Commissione fiume sul Pgt
Nel consiglio di domani, fra gli altri punti, l’approvazione del rendiconto della gestione 2023, una mozione di Fratelli d’Italia sul decoro urbano e in particolare la rimozione e pulizia delle deiezioni canine, la richiesta di un referendum avanzata ancora dalla Lega sulla pista ciclabile in via XXIX Maggio e un ordine del giorno del Movimento dei Cittadini che suggerisce nella stessa via, e nella parallela via Micca, l’adozione di una strada (anziché una pista) ciclabile, come previsto dal codice della strada.

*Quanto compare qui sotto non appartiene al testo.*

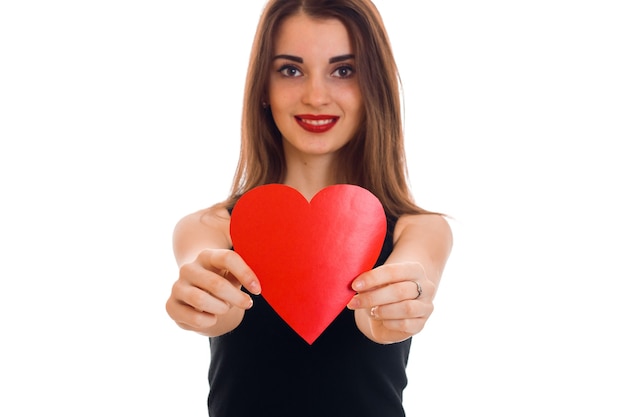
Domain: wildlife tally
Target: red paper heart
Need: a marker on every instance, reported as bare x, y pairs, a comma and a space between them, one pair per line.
306, 255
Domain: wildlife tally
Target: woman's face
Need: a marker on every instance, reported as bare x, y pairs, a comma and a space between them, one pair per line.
313, 87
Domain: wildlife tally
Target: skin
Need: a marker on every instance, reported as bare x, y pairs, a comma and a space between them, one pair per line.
207, 296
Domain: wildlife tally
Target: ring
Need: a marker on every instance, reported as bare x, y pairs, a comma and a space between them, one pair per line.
419, 289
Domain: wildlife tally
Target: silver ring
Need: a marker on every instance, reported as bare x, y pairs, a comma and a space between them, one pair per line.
419, 289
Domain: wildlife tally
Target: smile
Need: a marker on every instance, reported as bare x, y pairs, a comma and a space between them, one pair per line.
316, 123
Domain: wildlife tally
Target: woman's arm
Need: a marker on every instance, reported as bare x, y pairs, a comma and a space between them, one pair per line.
395, 300
207, 297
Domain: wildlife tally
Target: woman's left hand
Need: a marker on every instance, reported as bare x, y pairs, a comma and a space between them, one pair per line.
393, 301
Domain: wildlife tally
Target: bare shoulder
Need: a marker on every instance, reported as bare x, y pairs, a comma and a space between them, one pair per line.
204, 229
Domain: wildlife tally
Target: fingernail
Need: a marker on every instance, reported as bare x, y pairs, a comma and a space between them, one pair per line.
354, 303
255, 287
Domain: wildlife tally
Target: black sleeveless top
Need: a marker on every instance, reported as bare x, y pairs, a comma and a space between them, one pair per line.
264, 368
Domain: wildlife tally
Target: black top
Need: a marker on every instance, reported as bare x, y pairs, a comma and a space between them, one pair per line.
264, 368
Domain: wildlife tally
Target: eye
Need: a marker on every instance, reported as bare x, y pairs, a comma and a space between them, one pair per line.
344, 71
289, 71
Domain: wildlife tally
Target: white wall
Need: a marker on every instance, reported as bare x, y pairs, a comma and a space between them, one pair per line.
119, 117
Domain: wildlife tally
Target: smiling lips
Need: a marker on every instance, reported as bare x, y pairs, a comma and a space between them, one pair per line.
316, 123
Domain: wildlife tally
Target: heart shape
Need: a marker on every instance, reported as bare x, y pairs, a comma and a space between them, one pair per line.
306, 255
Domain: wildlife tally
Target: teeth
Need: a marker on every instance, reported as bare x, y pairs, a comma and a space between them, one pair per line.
317, 122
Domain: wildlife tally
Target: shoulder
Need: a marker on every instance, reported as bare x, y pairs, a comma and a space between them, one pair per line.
208, 228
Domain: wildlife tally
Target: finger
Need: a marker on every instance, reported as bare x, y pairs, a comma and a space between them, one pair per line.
412, 309
203, 301
388, 274
388, 294
213, 284
231, 264
189, 318
409, 326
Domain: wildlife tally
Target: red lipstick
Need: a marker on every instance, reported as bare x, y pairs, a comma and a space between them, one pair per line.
316, 123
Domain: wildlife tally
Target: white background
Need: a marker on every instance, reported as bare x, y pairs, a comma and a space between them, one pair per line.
117, 118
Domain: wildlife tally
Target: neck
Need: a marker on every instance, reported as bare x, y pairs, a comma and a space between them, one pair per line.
310, 176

Non si parlerà invece del Piano di governo del territorio, oggetto la scorsa settimana di tre sedute fiume della commissione urbanistica, di cui l’ultima, venerdì 17, protrattasi fino a tarda ora. La commissione comunale ha così «concluso, si fa per dire, l’esame del Pgt – osserva il consigliere civico di minoranza Franco Brumana – La terza riunione in altrettanti giorni della commissione, con all’ordine del giorno le 606 “contro osservazioni” al Piano, è durata ben cinque ore ma ha lasciato molti insoddisfatti».

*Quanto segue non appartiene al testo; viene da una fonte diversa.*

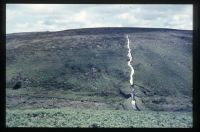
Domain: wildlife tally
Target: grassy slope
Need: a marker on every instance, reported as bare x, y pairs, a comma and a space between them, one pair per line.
91, 65
66, 117
163, 67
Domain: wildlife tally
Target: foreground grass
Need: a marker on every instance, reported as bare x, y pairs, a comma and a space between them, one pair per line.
67, 117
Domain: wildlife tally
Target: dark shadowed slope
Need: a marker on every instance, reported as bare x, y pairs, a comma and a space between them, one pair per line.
90, 65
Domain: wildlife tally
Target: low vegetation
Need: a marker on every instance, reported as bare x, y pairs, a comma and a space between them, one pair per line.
66, 117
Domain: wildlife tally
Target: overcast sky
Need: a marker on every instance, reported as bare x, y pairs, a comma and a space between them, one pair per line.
56, 17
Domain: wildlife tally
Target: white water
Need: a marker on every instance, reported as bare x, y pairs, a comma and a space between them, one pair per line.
129, 62
133, 102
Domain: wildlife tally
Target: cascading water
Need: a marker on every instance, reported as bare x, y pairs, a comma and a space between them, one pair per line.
130, 59
133, 102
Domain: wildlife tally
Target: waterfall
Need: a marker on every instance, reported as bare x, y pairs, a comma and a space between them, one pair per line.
130, 59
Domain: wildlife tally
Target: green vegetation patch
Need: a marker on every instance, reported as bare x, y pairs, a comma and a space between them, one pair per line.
66, 117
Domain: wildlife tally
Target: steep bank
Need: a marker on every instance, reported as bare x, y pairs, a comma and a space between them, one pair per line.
91, 65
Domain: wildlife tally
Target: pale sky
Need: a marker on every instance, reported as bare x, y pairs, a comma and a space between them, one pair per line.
56, 17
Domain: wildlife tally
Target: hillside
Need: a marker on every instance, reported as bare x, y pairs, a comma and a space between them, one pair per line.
88, 68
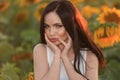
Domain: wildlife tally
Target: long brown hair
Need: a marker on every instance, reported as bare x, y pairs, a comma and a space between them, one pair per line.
76, 26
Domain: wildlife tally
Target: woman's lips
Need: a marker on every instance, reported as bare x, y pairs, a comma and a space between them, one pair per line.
53, 39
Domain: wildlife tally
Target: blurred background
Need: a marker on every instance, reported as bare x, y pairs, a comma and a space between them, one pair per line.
19, 33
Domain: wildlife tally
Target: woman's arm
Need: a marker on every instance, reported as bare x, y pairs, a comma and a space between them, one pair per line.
41, 67
91, 72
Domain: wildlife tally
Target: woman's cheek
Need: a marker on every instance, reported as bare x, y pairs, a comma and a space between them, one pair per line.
62, 34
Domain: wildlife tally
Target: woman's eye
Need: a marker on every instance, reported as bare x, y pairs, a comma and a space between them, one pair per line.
58, 26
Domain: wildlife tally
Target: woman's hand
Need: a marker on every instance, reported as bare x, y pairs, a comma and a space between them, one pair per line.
52, 46
67, 46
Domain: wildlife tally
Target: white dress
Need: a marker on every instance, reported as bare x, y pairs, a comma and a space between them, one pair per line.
63, 74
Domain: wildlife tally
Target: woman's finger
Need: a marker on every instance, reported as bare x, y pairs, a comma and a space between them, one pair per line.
69, 39
61, 41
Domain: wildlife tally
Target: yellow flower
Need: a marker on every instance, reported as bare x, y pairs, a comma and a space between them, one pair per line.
39, 10
21, 17
4, 6
88, 11
109, 15
30, 76
76, 1
27, 2
106, 36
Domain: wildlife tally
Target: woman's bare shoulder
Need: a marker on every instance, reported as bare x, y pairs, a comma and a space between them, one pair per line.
39, 49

«Ma poco tempo per esaminare le 606 controdeduzioni»
Fra i motivi, lamenta Brumana, «sono state discusse solo una parte delle osservazioni perché non ci è stata data la possibilità materiale di trattarne altre. Infatti le 606 controdeduzioni sono state messe a disposizione solamente dal 10 maggio, rendendo impossibile esaminarle tutte compiutamente, confrontandole con le osservazioni e gli altri atti del Pgt. Abbiamo chiesto inutilmente di fissare un paio di altre riunioni per lasciarci il tempo di compiere il nostro compito di consiglieri comunali in modo adeguato e consapevole. Abbiamo allora scelto di trattare solo le questioni politicamente più significative.
«Gli impedimenti posti dalla maggioranza sono connessi alla volontà di chiudere in fretta il confronto su temi imbarazzanti. Purtroppo – conclude l’esponente dell’MdC – si tratta di questioni di estrema importanza che segneranno il futuro della nostra città».